Reading with Claude
Why I'm using AI to read, not to write
Short updates:
We went to another Thalia Hall show, this time for Kishi Bashi. We went back to Mariscos San Pedro before the show (last time). I got a tip from Amy Cavanaugh at American Weekender1 about a fish collar dish, so we ordered it.
It’s Korean-style fried cobia collar, so we’re talking about Korean fish tacos with some of the richest, fattiest fish parts around. Fantastic.
I have 2 trips coming up: Charleston for work, and Copenhagen/Malmö for fun—more on the latter below. So I promise I’ll shut up about AI after this post for a while.
Here’s a podcast episode/transcript that’s relevant to my post.

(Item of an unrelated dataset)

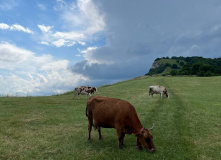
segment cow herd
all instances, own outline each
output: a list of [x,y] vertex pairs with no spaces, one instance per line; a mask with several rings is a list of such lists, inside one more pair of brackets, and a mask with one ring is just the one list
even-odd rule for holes
[[[97,92],[96,87],[81,86],[75,88],[75,96],[87,95],[91,96]],[[149,97],[153,94],[163,94],[169,98],[169,93],[163,86],[150,86]],[[91,139],[92,126],[98,130],[99,139],[102,139],[102,128],[115,128],[118,136],[118,147],[121,149],[124,146],[125,134],[134,134],[137,137],[137,149],[141,150],[142,146],[149,152],[156,151],[153,144],[153,136],[150,129],[144,128],[137,116],[135,108],[127,101],[109,98],[104,96],[94,96],[87,101],[86,116],[88,117],[88,140]]]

Philosopher C. Thi Nguyen talks to Derek Thompson about value capture, the idea that once you start optimizing for some metrics that are aligned with your goals, you may end up chasing the metrics even if it goes against your original intent. They also talk about his earlier work on philosophy of games, which is relevant to my last post.
The last section where they try to sum up the conversation is so, so, good.
We have a problem of too much supply of artistic work, not too little. Ted Gioia made this argument back in 2023, before we really started seeing a lot of AI-generated images and text.2 Some numbers he cited, many of which I’m sure are bigger now:
A hundred thousand songs are uploaded daily to streaming platforms.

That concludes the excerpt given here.